Data science vs social media disinformation: the case of climate change and the Australian bushfires

While a newly released World Weather Attribution study ties the Australian bushfires to anthropogenic climate change, disinformation on social media abounds
Has human-induced climate change altered the likelihood and intensity of fire-weather risk in the southeastern Australian bushfires in 2019/2020? This is the question World Weather Attribution (WWA) set out to study, and results suggest there is a link between the Australian bushfires and human-induced climate change.
WWA is an international effort to analyse and communicate the possible influence of climate change on extreme weather events, such as storms, extreme rainfall, heatwaves, cold spells, and droughts. Climate change attribution was recently listed as a breakthrough technology by MIT Technology review, and WWA is behind this.

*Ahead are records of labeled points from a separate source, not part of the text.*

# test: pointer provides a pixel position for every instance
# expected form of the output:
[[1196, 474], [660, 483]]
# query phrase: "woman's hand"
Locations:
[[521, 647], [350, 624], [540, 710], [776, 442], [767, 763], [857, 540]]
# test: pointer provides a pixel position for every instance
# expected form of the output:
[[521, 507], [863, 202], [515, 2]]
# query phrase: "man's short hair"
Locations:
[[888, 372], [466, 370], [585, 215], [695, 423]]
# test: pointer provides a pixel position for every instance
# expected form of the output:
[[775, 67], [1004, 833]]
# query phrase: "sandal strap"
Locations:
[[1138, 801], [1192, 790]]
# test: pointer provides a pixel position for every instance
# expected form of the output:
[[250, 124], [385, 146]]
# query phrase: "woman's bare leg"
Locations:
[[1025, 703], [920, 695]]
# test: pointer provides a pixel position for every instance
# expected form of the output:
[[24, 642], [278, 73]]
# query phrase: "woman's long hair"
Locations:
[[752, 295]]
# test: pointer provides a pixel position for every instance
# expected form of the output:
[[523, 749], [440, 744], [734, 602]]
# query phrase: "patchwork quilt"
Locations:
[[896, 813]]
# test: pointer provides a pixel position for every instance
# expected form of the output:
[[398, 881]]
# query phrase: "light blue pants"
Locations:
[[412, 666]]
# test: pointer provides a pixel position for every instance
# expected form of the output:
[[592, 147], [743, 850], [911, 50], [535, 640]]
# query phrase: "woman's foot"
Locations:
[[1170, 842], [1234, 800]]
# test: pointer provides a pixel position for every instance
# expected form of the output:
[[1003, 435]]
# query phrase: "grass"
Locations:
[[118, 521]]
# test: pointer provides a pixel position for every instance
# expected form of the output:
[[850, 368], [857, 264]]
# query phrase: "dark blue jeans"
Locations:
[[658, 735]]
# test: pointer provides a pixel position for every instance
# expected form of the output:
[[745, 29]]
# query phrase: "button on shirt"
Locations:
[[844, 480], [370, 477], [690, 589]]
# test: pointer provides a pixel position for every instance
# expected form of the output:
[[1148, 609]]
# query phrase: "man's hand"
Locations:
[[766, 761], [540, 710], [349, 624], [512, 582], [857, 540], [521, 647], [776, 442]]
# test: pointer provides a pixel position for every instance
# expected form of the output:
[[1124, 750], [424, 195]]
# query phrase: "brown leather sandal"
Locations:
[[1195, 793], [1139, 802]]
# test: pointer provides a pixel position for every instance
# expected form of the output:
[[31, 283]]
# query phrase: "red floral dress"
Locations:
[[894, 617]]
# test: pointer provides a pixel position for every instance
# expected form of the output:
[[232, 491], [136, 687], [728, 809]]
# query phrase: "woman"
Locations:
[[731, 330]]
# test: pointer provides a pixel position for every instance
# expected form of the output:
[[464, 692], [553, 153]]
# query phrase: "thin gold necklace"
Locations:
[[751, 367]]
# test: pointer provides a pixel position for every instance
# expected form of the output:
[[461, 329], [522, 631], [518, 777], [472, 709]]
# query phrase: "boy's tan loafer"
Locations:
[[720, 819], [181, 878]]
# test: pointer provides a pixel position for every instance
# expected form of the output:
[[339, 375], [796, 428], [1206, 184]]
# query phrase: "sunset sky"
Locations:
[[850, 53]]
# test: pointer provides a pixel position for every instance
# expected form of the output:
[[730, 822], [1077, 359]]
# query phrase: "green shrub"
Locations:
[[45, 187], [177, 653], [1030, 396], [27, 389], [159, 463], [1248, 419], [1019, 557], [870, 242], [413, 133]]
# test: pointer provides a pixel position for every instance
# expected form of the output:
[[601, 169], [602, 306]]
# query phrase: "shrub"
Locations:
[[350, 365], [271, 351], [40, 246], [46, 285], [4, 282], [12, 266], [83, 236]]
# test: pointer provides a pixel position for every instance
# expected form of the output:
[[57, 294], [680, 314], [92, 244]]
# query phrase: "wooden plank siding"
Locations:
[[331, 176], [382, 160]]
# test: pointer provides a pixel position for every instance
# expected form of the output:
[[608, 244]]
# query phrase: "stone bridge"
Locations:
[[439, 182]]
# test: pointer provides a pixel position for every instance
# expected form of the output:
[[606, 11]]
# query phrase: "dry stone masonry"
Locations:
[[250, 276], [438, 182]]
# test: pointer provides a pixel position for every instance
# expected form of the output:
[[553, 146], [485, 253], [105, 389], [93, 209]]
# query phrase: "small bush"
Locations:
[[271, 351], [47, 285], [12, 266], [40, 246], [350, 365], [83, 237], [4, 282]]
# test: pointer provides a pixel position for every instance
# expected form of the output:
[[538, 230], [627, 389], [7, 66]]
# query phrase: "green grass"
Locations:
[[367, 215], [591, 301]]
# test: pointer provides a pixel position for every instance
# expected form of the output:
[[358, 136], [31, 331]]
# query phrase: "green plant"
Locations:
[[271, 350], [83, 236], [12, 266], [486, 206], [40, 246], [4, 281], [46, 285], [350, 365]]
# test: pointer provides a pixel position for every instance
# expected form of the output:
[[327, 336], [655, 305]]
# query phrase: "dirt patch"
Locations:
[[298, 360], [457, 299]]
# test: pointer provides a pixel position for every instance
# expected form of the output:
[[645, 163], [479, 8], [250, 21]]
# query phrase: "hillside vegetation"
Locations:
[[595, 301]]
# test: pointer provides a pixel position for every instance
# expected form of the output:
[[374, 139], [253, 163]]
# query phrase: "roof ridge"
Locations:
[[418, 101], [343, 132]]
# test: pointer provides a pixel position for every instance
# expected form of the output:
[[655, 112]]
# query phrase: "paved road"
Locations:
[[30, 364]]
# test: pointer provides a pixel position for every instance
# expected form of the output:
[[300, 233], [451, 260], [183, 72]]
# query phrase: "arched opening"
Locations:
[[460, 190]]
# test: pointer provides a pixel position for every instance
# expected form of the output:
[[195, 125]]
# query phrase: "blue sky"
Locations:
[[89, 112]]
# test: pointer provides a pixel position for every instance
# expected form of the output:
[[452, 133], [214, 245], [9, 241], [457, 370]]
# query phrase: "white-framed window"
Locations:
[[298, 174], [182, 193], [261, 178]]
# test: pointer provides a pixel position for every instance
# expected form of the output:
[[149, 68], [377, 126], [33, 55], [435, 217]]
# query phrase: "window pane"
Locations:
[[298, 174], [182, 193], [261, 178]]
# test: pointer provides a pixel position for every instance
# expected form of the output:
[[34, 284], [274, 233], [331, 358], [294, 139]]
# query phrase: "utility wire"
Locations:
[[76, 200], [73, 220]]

Today, WWA just released an analysis on the recent Australian bushfires, and ZDNet connected with WWA to learn more about it. At the same time, another analysis by the Brown university verifies what previous studies suggested: climate disinformation on social media abounds. The battle between bots and (data) science is raging.
Recognising society’s interest in reducing the human, economic, and environmental costs of weather-related disasters, WWA delivers timely and scientifically reliable information on how extreme weather may be affected by climate change. This is how the WWA describes its mission.